Abstract
This chapter aims to provide an overview of recent studies in the field of biomedical nanotechnology, which is described as the combination of biology and nanotechnology. The field includes innovations such as the improvement of biological processes at the nanoscale, the development of specific biomaterials, and the design of accurate measurement devices. Biomedical nanotechnology also serves areas like the development of intelligent drug delivery systems and controlled release systems, tissue engineering, nanorobotics (nanomachines), lab-on-a-chip, point of care, and nanobiosensor development. This chapter will mainly cover the biomedical applications of nanotechnology under the following titles: the importance of nanotechnology, the history of nanotechnology, classification of nanostructures, inorganic, polymer and composite nanostructures, fabrication of nanomaterials, applications of nanostructures, the designs of intelligent drug delivery systems and controlled release systems, bioimaging, bioseparation, nano-biomolecules, lab-on-a-chip, point of care, nanobiosensor development, tissue engineering and the future of biomedical nanotechnology.
TopBiomedical Nanotechnology
Biomedical nanotechnology, which is defined as the combination of biology and nanotechnology, includes innovations like the improvement of biological processes in nanoscale, the development of specific biomaterials, and the design of accurate measurement devices.
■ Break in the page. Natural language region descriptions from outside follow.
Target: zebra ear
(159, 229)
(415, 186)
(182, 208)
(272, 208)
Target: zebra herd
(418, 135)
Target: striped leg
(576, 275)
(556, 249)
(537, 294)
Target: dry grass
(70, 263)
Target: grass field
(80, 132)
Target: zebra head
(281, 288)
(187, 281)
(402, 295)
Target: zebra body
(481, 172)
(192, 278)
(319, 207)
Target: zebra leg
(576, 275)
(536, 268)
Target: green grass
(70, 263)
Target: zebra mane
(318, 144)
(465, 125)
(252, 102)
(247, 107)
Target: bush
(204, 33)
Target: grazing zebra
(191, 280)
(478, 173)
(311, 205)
The design of intelligent drug delivery systems and controlled release systems, tissue engineering, nanorobotics (nanomachines), lab-on-a-chip (LOC), point of care and nanobiosensor development are areas that are focused on the field of biomedical nanotechnology (Gazit, 2013).
How Small is Nano?
The word “nano” comes from the Greek word “nanos” which means “dwarf”. A nanometer (nm) refers to one billionth of a meter. To understand the nanoworld better, the units of measure have been defined in Table 1 (Jones, 2005). Size comparisons between very small objects and various examples have been given to clarify the nanoscale (Table 2). For example, a water molecule is about 0.2 nm, DNA is about 2 nm in diameter, proteins are about 1-10 nm, viruses are 10-100 nm, red blood cells are 6000-8000 nm, and a hair is about 100.000 nm.
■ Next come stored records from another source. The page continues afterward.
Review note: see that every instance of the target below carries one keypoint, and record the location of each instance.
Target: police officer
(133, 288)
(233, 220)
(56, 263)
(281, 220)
Table 1. Unit | Symbol | Explanation |
Meter | m | - |
Millimeter | mm | 1 m = 1,000 mm |
Micrometer | µm | 1 m = 1,000,000 µm |
Nanometer | nm | 1 m = 1,000,000,000 nm |
Picometer | pm | 1 m = 1,000,000,000,000 pm |
Table 2. Object | Approximate average size |
Tennis ball | 100,000,000 nm |
Ant | 5,000,000 nm |
Pencil tip | 1,000,000 nm |
Beach sand | 500,000 nm |
Human hair | 100,000 nm |
A sheet of paper | 75,000 nm |
A red blood cell | 7,000 nm |
Bacteria | 5,000 nm |
Viruses | 50 nm |
Proteins | 4 nm |
The diameter of the DNA helix | 2 nm |
A glucose molecule | 1 nm |
A water molecule | 0.3 nm |
The atomic radius of carbon | 0.077 nm |
The atomic radius of hydrogen | 0.032 nm |
Key Terms in this Chapter
Core-Shell Nanostructures: Nanostructures composed of an inner core and an outer shell made of at least two different materials.
Nanotechnology: Manipulation of matter at nanoscale.
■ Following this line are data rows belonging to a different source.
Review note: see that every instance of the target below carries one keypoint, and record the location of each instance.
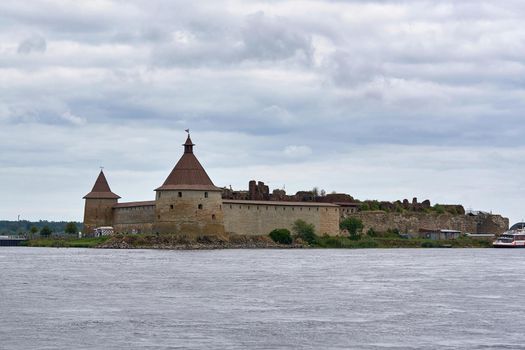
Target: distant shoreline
(174, 242)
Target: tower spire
(101, 188)
(188, 145)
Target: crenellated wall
(133, 218)
(261, 217)
(189, 212)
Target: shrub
(305, 231)
(354, 227)
(393, 232)
(371, 232)
(45, 231)
(281, 236)
(71, 228)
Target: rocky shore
(191, 243)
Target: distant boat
(513, 238)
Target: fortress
(188, 203)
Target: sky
(379, 99)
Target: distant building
(439, 234)
(189, 203)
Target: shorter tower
(98, 209)
(188, 203)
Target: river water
(262, 299)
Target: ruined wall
(134, 219)
(411, 222)
(260, 218)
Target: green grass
(150, 240)
(88, 242)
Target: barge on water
(11, 241)
(513, 238)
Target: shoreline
(173, 242)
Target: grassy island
(166, 241)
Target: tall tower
(188, 203)
(98, 209)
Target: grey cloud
(258, 37)
(261, 84)
(34, 43)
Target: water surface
(262, 299)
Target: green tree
(33, 231)
(371, 232)
(71, 228)
(45, 231)
(281, 235)
(354, 227)
(305, 231)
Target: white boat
(513, 238)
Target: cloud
(294, 151)
(32, 44)
(262, 84)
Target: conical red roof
(101, 189)
(188, 173)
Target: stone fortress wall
(261, 217)
(134, 217)
(412, 222)
(188, 203)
Top-Down Approach: The method for fabrication of micro- or nanostructures in which large particles are broken up or milled
Nanobiosensor: Nanostructured devices that measure a biological event using optical, electronic and magnetic technology.
Liposome: A spherical vesicle consisting of at least one lipid bilayer.
Quantum Dots: They are small semiconductor particles of a few nanometers in size with different optical and electronic properties than large materials.
Polymer: Long chain molecules formed by the addition of relatively small molecules called monomers to each other.
Lab-on-a-Chip: Micro/nanochips on which one or more laboratory processes are performed simultaneously.